The Power of a Power Exploiting Elephant

Orwell’s recantation of shooting an elephant touches on an interesting example of irony in a power dynamic reversal. One might assume that authority in the British colony of Burma resides in British officials, but to the contrary, Orwell’s account points towards the power of the Burmese people influencing his actions. In this regard, I think there’s an interesting correlation between James Scott’s “Weapons of the Weak” and Orwell’s story because it makes the reader and Orwell cognizant of how ordinary Burmese people conduct their lives while galvanizing subtle change that will eventually rise to the dismantlement of imperial rule. Orwell manifests this concepts in his thoughts of shooting the “mustly” elephant which: “made me (Orwell) vaguely uneasy.
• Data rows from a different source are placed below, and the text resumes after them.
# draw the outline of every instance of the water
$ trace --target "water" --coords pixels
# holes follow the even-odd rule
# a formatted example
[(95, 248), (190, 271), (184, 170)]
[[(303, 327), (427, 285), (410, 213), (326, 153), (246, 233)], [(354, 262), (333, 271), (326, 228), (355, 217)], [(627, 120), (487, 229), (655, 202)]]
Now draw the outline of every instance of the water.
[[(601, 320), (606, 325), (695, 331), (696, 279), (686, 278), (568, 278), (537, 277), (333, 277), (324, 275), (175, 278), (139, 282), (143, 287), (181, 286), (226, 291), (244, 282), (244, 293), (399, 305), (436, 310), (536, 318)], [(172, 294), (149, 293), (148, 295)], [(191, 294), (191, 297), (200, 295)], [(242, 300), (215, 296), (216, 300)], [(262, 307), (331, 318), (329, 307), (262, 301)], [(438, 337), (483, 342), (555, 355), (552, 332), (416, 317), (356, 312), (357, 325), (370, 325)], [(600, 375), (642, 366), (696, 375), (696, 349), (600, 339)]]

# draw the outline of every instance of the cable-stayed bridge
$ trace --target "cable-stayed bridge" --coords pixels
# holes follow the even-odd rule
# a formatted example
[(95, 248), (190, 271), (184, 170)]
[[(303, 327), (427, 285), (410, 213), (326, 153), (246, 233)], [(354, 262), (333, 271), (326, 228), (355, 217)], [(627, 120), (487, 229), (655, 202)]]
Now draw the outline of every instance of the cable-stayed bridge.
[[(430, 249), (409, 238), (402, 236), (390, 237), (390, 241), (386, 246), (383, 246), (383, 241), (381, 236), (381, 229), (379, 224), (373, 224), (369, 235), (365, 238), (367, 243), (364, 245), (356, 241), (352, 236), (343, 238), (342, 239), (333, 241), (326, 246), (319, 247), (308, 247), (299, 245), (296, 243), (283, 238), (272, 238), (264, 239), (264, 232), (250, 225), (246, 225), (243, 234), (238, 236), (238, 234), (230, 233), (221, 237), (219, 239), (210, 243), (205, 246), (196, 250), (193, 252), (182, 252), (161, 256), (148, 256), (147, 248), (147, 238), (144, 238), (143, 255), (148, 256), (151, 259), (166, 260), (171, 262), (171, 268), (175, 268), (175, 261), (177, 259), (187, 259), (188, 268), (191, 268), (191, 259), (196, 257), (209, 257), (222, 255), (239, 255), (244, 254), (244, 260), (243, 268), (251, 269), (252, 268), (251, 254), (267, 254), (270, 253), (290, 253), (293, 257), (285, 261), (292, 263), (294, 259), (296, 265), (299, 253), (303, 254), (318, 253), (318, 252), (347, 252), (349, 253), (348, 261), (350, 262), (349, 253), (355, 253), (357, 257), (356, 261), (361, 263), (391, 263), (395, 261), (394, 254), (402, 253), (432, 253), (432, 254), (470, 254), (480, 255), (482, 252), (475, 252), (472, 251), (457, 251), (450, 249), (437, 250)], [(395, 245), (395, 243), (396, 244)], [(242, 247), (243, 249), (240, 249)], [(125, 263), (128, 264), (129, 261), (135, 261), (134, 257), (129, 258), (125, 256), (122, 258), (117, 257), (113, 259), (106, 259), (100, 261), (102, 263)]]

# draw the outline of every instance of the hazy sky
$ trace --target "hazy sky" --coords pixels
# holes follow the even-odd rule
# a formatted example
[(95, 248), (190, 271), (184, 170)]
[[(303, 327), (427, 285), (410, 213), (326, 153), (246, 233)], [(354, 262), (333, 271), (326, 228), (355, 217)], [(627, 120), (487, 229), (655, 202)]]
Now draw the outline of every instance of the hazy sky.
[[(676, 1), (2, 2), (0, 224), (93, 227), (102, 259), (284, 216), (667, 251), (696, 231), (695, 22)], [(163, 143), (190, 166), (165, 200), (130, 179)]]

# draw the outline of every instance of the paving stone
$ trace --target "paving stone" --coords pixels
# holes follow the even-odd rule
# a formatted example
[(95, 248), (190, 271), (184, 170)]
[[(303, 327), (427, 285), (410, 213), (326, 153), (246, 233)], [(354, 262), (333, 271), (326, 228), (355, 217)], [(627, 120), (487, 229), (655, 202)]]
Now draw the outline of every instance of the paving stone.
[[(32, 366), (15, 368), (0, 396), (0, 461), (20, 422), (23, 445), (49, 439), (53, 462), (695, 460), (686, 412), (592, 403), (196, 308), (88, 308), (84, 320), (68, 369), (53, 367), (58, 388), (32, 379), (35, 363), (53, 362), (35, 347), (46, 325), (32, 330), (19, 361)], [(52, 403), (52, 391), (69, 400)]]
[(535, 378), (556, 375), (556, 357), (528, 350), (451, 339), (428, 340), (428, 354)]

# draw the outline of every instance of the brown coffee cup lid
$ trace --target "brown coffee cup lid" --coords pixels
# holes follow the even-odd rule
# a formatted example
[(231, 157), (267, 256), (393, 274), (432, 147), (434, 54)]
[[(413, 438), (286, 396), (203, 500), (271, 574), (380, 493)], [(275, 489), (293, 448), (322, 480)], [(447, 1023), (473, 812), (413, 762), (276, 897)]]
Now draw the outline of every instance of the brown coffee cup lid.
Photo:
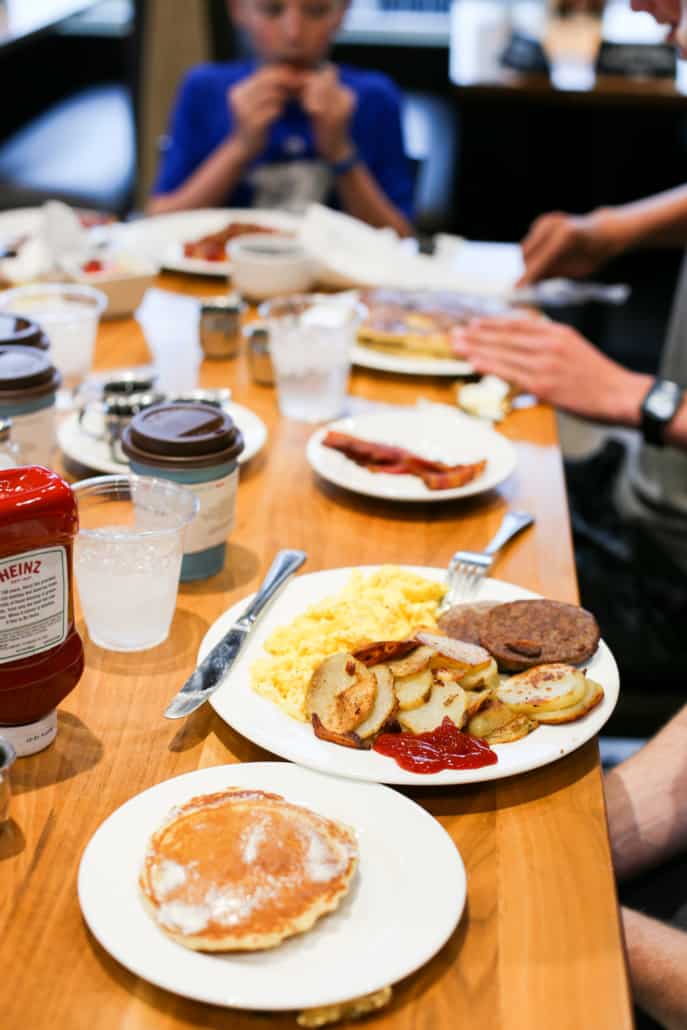
[(53, 392), (62, 382), (50, 358), (35, 347), (0, 344), (0, 399), (40, 397)]
[(50, 345), (38, 322), (4, 311), (0, 312), (0, 345), (3, 344), (38, 347), (40, 350), (47, 350)]
[(243, 437), (221, 408), (177, 401), (134, 415), (122, 435), (122, 448), (127, 457), (147, 465), (203, 468), (237, 458)]

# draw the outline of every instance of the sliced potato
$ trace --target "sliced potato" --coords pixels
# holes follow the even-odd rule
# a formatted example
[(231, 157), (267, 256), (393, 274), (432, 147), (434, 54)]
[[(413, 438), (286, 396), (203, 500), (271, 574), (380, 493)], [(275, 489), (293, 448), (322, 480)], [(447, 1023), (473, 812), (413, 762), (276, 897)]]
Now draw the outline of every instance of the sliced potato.
[(495, 660), (490, 658), (486, 666), (466, 673), (460, 680), (460, 686), (463, 690), (478, 690), (485, 687), (495, 690), (499, 682), (499, 666)]
[(386, 665), (374, 665), (370, 670), (371, 675), (377, 683), (375, 703), (367, 719), (355, 727), (356, 734), (360, 740), (378, 733), (385, 723), (393, 718), (399, 702), (393, 692), (393, 677)]
[[(418, 648), (419, 644), (416, 640), (377, 641), (375, 644), (366, 644), (364, 647), (356, 648), (353, 651), (353, 657), (370, 668), (372, 665), (379, 665), (380, 662), (386, 664), (394, 658), (403, 659), (405, 655), (417, 651)], [(421, 665), (418, 666), (418, 668), (421, 667)]]
[(534, 665), (501, 684), (499, 698), (513, 709), (536, 716), (577, 705), (586, 691), (584, 674), (573, 665)]
[(468, 644), (456, 641), (452, 637), (442, 637), (440, 633), (430, 633), (421, 630), (415, 633), (416, 639), (427, 647), (434, 648), (436, 654), (430, 664), (435, 667), (451, 667), (468, 672), (485, 668), (492, 660), (491, 655), (479, 644)]
[(466, 718), (466, 692), (457, 683), (435, 683), (430, 699), (410, 712), (400, 712), (401, 728), (410, 733), (427, 733), (445, 718), (460, 729)]
[[(462, 684), (460, 684), (462, 686)], [(463, 688), (465, 689), (465, 688)], [(480, 712), (493, 697), (493, 690), (468, 690), (466, 691), (466, 724)]]
[(585, 683), (586, 689), (584, 695), (577, 705), (571, 705), (569, 708), (557, 712), (536, 712), (533, 713), (533, 719), (536, 719), (537, 722), (543, 722), (546, 725), (558, 725), (562, 722), (575, 722), (576, 719), (581, 719), (583, 715), (591, 712), (604, 699), (604, 687), (600, 683), (596, 683), (594, 680), (587, 680), (586, 678)]
[[(389, 665), (386, 666), (389, 668)], [(422, 668), (419, 673), (411, 676), (393, 677), (393, 690), (399, 698), (399, 708), (402, 712), (409, 712), (411, 709), (419, 708), (430, 696), (434, 677), (431, 668)]]
[(515, 712), (500, 701), (497, 697), (490, 697), (481, 707), (468, 723), (468, 732), (473, 736), (483, 736), (488, 739), (492, 733), (503, 729), (515, 718)]
[(306, 694), (306, 714), (316, 715), (333, 733), (348, 733), (372, 712), (377, 696), (374, 674), (351, 654), (334, 654), (312, 675)]
[(434, 656), (435, 650), (424, 644), (416, 644), (415, 650), (411, 651), (405, 658), (385, 662), (388, 665), (394, 679), (404, 676), (413, 676), (421, 673), (430, 664), (430, 659)]
[(537, 729), (539, 723), (528, 715), (516, 715), (501, 729), (494, 729), (486, 739), (487, 744), (513, 744)]

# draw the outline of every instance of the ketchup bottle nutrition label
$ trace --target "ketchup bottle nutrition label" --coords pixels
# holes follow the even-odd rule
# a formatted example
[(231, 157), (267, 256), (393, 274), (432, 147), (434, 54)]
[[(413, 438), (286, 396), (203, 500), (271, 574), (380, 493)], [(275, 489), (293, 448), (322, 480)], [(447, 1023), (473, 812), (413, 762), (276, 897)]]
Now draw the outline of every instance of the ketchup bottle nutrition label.
[(57, 706), (83, 671), (74, 627), (69, 487), (40, 466), (0, 471), (0, 735), (18, 754), (46, 747)]

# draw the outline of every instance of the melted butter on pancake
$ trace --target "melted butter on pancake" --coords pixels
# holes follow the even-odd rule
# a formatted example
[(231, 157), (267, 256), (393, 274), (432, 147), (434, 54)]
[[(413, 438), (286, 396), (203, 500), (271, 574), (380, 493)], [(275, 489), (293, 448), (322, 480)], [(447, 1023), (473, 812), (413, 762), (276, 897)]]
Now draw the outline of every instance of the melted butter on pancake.
[(230, 788), (175, 810), (150, 839), (140, 886), (182, 943), (252, 950), (336, 908), (356, 860), (347, 827), (278, 795)]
I had no intention of shooting the elephant — I had merely sent for the rifle to defend myself if necessary– and it is always unnerving to have a crowd following you” (Orwell 2). Orwell’s unsteadiness can be attributed to how he feels coerced by the Burmese people to make the elephant topple by gunshot and demonstrates the power of crowd influence over British colonial rule. Likewise, in the preceding moment before aligning his rifle to shoot the elephant, Orwell has an epiphany where he understood the: “hollowness, the futility of the white man’s dominion in the East. Here was I, the white man with his gun, standing in front of the unarmed native crowd– seemingly the leading actor of the piece; but in reality I was only an absurd puppet pushed to and fro by the will of this yellow faces behind” (Orwell 3). Orwell’s revelation reveals the accumulation of power in the masses, but also undermines the inefficiency and vanity of the British Empire’s fluke to subjugate Burmese to British power — further exhibiting Scott’s theory of slow subversion by the masses.